Nicholas was a name he always loved, and Tanek is a word of Polish origin meaning “immortal.” The writer, who is also a ghostwriter, said it is the perfect name for a man who was once obsessed with suicide and the emotion by which it was caused. This complete change is indicative of the writer’s personal change after falling for his true love—Lynn.
“If you’re open minded and your heart is in the right place, it can change you. That’s what I want to get across. After Lynn passed, I was changed. If you really truly love someone and you let yourself go, good things can come from it. Both of our lives were severely messed up, but we had each other. Things started to come together. It was a ripple effect.”
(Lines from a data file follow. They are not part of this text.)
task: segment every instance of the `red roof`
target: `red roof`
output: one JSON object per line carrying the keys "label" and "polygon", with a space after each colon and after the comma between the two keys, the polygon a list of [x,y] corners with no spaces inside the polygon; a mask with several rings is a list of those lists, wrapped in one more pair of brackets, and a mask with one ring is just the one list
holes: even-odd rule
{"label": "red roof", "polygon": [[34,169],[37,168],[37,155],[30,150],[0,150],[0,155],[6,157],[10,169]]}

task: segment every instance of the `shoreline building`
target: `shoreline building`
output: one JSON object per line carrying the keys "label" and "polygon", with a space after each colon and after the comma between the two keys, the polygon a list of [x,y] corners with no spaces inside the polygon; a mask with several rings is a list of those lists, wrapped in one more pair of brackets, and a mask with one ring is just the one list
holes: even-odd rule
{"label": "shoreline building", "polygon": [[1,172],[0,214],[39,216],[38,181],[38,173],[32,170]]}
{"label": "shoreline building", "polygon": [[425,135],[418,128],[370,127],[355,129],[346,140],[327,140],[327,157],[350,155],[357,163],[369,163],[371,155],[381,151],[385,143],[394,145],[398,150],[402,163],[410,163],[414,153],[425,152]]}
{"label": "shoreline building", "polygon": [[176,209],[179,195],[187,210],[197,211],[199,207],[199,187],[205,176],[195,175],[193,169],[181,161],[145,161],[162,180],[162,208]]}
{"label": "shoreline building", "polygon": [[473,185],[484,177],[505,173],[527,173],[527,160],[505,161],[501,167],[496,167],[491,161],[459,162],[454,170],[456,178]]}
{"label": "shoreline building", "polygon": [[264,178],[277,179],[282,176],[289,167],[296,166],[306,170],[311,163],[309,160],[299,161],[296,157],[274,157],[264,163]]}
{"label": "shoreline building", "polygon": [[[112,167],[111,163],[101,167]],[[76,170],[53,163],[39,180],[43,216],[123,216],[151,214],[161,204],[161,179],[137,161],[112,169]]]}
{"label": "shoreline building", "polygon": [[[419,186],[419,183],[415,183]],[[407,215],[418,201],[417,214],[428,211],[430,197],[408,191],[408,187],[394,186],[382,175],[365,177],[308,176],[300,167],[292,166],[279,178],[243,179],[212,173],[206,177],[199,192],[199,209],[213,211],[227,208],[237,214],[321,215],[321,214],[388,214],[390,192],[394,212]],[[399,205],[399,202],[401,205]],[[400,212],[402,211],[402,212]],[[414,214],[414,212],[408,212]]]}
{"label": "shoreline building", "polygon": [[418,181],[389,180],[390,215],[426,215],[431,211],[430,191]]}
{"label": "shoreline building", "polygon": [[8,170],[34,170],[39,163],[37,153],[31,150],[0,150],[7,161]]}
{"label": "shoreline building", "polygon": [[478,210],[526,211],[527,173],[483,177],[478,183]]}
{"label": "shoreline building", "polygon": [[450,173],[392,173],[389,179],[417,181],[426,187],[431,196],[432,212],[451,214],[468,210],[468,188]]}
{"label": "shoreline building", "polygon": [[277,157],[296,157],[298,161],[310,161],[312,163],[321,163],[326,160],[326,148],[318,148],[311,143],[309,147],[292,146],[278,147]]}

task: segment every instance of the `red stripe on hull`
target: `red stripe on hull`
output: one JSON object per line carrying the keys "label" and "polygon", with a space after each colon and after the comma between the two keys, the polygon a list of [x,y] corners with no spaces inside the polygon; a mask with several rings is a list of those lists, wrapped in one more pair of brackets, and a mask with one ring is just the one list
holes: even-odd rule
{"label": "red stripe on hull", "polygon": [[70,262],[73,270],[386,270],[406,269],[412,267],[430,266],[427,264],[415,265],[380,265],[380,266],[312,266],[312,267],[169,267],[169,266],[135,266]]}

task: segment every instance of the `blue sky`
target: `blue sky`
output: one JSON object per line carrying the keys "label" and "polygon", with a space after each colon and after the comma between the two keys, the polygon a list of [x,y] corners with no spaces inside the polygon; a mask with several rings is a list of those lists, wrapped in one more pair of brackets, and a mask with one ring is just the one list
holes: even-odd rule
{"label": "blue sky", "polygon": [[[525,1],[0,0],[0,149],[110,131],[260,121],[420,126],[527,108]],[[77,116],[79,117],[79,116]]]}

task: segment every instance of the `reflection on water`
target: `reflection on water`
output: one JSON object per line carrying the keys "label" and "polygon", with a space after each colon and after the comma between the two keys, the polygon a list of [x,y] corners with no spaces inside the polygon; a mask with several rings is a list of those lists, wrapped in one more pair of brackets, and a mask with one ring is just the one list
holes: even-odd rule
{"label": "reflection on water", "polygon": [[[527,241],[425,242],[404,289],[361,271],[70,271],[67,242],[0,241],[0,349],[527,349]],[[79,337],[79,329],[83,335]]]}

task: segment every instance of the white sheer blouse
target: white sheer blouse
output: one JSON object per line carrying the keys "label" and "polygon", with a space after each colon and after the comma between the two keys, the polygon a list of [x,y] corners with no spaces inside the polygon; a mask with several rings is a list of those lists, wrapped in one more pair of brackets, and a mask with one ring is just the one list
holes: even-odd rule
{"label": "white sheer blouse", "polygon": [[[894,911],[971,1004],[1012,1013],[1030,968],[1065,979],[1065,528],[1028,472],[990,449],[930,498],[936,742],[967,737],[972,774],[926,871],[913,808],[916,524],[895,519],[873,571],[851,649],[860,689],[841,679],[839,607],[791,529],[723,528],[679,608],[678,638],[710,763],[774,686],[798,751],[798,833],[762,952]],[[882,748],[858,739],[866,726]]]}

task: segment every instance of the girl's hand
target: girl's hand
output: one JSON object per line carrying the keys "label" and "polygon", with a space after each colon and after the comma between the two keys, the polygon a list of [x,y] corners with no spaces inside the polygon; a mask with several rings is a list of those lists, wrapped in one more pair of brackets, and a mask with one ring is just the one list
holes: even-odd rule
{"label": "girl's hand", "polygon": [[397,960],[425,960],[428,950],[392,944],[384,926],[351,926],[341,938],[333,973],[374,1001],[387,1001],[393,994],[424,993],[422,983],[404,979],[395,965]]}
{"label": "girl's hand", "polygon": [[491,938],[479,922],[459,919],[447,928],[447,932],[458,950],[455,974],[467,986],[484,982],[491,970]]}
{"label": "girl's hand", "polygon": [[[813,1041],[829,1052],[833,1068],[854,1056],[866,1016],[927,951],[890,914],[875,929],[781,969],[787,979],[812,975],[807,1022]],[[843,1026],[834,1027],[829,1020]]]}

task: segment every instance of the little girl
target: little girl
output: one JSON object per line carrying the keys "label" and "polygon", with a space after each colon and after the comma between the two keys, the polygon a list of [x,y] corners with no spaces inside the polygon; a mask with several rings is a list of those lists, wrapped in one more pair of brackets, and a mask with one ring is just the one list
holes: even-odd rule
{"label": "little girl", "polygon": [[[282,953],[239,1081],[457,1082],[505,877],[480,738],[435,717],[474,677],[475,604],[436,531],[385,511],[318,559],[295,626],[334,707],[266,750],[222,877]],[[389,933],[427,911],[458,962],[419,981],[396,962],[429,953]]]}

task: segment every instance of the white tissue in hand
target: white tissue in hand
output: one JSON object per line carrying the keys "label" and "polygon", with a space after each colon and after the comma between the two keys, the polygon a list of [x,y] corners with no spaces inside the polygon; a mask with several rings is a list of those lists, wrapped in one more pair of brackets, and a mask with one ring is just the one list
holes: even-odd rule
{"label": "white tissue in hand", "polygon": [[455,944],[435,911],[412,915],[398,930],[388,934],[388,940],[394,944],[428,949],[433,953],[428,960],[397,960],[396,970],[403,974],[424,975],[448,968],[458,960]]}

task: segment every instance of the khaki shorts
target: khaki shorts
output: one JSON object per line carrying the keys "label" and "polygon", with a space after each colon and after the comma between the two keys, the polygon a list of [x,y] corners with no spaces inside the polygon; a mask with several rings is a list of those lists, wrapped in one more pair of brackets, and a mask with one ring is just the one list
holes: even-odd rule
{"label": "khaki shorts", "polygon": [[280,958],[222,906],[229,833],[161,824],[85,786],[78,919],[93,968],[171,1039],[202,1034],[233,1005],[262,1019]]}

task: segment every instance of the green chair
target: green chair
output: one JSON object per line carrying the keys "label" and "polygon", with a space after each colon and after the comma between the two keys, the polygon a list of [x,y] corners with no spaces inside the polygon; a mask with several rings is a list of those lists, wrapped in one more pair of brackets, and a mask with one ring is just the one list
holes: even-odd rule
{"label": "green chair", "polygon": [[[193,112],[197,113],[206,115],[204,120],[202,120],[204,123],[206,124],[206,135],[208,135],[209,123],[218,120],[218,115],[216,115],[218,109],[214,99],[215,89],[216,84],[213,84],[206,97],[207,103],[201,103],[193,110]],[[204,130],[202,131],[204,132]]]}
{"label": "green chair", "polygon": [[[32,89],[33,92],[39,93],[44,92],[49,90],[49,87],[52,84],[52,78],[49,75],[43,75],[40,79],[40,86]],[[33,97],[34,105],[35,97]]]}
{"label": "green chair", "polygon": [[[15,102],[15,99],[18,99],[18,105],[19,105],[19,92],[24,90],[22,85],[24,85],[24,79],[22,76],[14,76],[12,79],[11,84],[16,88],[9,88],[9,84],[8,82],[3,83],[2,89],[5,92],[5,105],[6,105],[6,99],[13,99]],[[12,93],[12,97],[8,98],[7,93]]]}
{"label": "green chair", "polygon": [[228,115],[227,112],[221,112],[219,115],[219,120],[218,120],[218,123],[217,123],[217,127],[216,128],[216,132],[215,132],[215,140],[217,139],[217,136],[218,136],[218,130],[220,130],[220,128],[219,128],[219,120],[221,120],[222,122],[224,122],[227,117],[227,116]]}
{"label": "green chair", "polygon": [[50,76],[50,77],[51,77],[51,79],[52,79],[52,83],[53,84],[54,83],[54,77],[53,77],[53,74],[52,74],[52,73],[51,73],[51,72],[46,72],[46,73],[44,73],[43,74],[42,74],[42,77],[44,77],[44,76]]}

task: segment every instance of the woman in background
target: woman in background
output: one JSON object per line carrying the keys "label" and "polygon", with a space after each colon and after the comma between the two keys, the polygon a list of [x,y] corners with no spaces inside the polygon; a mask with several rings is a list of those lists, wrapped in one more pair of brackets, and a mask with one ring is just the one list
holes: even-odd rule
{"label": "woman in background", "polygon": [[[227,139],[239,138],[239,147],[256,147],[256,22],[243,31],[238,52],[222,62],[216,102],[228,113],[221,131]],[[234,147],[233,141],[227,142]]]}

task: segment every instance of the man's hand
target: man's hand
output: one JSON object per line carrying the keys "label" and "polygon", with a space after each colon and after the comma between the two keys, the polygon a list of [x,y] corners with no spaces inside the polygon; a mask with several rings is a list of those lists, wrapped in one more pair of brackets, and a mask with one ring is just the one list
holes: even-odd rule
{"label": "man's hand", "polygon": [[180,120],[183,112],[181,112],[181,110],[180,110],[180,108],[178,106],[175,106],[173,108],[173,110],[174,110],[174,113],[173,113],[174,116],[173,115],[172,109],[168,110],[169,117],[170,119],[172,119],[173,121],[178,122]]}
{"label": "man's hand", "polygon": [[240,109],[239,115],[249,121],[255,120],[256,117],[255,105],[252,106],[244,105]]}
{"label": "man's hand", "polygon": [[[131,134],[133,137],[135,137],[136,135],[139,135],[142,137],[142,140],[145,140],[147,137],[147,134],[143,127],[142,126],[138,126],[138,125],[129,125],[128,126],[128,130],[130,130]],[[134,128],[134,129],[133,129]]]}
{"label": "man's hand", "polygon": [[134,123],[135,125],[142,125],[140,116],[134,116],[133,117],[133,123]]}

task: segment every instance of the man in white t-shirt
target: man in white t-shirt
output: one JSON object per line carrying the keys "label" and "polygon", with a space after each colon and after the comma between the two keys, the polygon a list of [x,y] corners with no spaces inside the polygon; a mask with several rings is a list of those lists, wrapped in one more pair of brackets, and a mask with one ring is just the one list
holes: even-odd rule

Nothing shows this change and love more than Tanek’s cause. Half of the book’s proceeds will go to Lynn’s daughter—who is now without a biological mother—upon her 18th birthday.
“Her daughter is now an orphan. I’m still in her life, but I don’t have custody of her. I saw her on Christmas, and I see her about once a month. What I wanted to do is any profit I make, I wanted to take fifty percent of the profits and allow her to get it when she’s eighteen. But I don’t want her to know it’s from me,” Tanek said with emotion evident on his face.
The Coolest Way to Kill Yourself has been received well publicly. The book was given five stars from all 12 of its Amazon reviewers, shown here.
Tanek is also working on a prequel novella to The Coolest Way to Kill Yourself, which compliments the book while adding background to the early parts of his life. He has recently finished the rough draft, and will be working to release it in the future.